Hashing algorithm in Link Partitiner

ravij · Post by **ravij** » Sun Mar 12, 2006 11:54 pm

Hi,

I am doing some performance tunning in one job. For that I am using Link Partitioner stage for partitioning the data. In this if I use Round Robin algorithm its running fine. But when i use Hash algorithm and in the link collector stage using Sort/Merge, job is running long time. What could be the problem.Is it necessary to sort the data before hash partitioning it?
My question may be somewhat lengthy but please give me solution patiently.
My job design:

seqfile--->LinkPartitioner-->3 XFM stages --> Linkcollector-->DB2

thanks in advance.

rasi · Post by **rasi** » Mon Mar 13, 2006 12:17 am

Hi Ravi

Sort always has overhead while running job and depends on the volumes. Is there a specific need to sort the data before sending it to DB2.?

kumar_s · Post by **kumar_s** » Mon Mar 13, 2006 1:21 am

Sort is not necessary for partition.
The issue may be with data. If you apply the hash partiton based on the key you specified, it may likely to divide the data into three partiton, but not equally. May be more or all the data may fall under single partiton. Round robin is always good to split the records equally (more or less) to all the partition when compared to hash (Unless otherwise required).

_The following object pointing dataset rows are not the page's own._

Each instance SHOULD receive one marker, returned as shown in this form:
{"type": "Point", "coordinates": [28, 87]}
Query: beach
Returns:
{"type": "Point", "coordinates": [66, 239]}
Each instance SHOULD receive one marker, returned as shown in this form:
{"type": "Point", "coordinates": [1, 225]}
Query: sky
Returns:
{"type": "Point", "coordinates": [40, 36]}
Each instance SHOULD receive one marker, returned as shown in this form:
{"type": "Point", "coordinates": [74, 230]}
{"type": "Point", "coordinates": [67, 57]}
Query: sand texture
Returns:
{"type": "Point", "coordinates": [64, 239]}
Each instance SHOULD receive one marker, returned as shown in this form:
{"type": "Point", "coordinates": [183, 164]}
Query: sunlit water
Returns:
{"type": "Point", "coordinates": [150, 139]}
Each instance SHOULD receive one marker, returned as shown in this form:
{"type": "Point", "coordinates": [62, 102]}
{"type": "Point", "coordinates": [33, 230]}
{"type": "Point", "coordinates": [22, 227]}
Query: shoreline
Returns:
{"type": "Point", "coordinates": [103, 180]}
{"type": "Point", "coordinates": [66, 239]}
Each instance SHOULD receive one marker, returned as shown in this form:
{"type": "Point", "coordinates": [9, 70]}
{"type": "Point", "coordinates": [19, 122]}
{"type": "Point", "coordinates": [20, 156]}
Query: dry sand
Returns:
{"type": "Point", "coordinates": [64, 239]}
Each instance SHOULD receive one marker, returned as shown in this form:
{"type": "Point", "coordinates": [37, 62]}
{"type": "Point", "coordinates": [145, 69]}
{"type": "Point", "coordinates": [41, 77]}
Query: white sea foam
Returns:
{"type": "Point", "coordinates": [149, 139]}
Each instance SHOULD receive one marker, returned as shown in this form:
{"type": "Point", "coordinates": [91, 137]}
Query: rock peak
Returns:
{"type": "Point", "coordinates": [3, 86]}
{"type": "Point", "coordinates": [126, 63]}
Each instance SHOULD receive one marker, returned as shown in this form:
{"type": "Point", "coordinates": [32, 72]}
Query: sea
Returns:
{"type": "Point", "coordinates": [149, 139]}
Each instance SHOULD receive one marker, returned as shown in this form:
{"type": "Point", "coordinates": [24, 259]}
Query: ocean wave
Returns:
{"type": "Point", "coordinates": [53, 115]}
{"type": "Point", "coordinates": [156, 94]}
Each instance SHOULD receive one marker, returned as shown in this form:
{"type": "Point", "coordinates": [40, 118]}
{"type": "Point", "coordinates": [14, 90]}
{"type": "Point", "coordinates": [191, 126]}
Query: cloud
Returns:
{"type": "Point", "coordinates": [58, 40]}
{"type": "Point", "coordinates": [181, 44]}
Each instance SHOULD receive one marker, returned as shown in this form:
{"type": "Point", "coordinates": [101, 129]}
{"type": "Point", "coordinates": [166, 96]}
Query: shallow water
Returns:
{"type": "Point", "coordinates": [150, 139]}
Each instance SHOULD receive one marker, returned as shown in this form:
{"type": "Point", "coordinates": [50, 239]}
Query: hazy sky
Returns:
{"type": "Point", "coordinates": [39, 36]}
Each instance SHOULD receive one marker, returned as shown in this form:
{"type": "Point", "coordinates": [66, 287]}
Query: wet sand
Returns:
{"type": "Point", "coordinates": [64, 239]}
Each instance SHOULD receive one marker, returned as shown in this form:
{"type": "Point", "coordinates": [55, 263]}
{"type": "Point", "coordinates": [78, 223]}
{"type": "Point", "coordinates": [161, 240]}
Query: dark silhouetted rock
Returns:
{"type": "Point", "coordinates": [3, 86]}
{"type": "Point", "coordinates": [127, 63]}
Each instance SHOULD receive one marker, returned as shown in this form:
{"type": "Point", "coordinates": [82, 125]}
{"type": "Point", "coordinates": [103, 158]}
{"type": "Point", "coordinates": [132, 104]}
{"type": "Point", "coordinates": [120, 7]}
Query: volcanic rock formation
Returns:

ravij · Post by **ravij** » Mon Mar 13, 2006 3:16 am

Hi Rasi,

thanks for reply. there is no need to sort the data. Just I am splitting the data into 3 transformer stages and collecting into one db2 table using Link Collector. I want to improve performance. What is the performance overhead using Hashing algorithm?

thanks Kumar. I am using 2 Transformer stages b/w Link Partitioner and Link collector stage. when I run the job with 10 records and using Hashing alogorithm with key col is PK. Its distributed the records like 7 recs to 1 XFM stage, 1 rec to 2nd XFM and 2 recs to 3rd XFM stage. How its dirstributing the records? How many groups will it create by default?

please give me the solution patiently.
thanks in advance.

kumar_s · Post by **kumar_s** » Mon Mar 13, 2006 4:14 am

DataStage has its inbuilt hashing algorithm. It applies to the field you supply. Now the record is distributed based on the reminder/resultant. And it divides to the number of partiton applied. It can be something like all the numbers ends with 2,4,8 may go to 1st partition and the some kind of odd numbers goes to 2nd partiton and so on....
You should get more insight if you go through the documentation provided for parallel jobs.

ray.wurlod · Post by **ray.wurlod** » Mon Mar 13, 2006 6:09 am

Is it really necessary to collect the rows together before inserting into DB2 table? Why not have three parallel streams loading DB2? If the keys are unique (which they will be if you've partitioned on the key column) there will be no contention for locks.